This project aims to predict individual disease risk related to the environment, by characterizing the external and internal exposome for common exposures (air and drinking water contaminants) during critical periods of life, including in utero. A large amount of health data is now available from longitudinal cohorts in both children and adults, with detailed information on risk factors, confounders and outcomes, but these are not well linked with environmental exposure data. The exposome concept refers to the totality of environmental exposures from conception onwards, and is a novel approach to studying the role of the environment in human disease.
This project will move the field forward by utilising data on individual external exposome (including sensors, smartphones, geo-referencing, satellites), and omic profiles in an agnostic search for new and integrated biomarkers. These tools will be applied in both experimental short-term studies and long-term longitudinal studies in humans. The ultimate goal is to use the new tools in risk assessment and in the estimation of the burden of environmental disease. The involvement of two SMEs, one specialized in sensors and smartphone development, the other in complex data integration, will increase the chances of a successful impact on European Public Health.

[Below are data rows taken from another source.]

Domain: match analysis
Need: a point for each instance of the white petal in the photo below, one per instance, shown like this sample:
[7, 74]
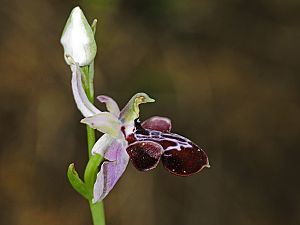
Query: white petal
[105, 122]
[111, 105]
[78, 39]
[83, 104]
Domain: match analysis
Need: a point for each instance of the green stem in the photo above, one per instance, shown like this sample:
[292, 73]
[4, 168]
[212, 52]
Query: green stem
[97, 209]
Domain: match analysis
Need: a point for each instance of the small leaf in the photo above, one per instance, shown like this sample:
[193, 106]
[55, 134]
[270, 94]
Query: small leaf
[91, 170]
[77, 183]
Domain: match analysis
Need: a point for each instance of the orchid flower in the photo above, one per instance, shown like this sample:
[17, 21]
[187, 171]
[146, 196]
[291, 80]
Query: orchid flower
[125, 138]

This multidisciplinary proposal combines:
- development of a general framework for the systematic measurement of the internal and external exposome in Europe in relation to air and water contamination, as a way to reduce uncertainty in risk assessment and to address the effects of mixtures and complex exposures;
- evaluation of health outcomes and key physiological changes in short-term studies (including a randomized trial) and life-course studies with a large amount of information on diet, physical activity and anthropometry;
- evaluation of the burden of disease in the European population, based on state-of-the-art assessment of population exposures.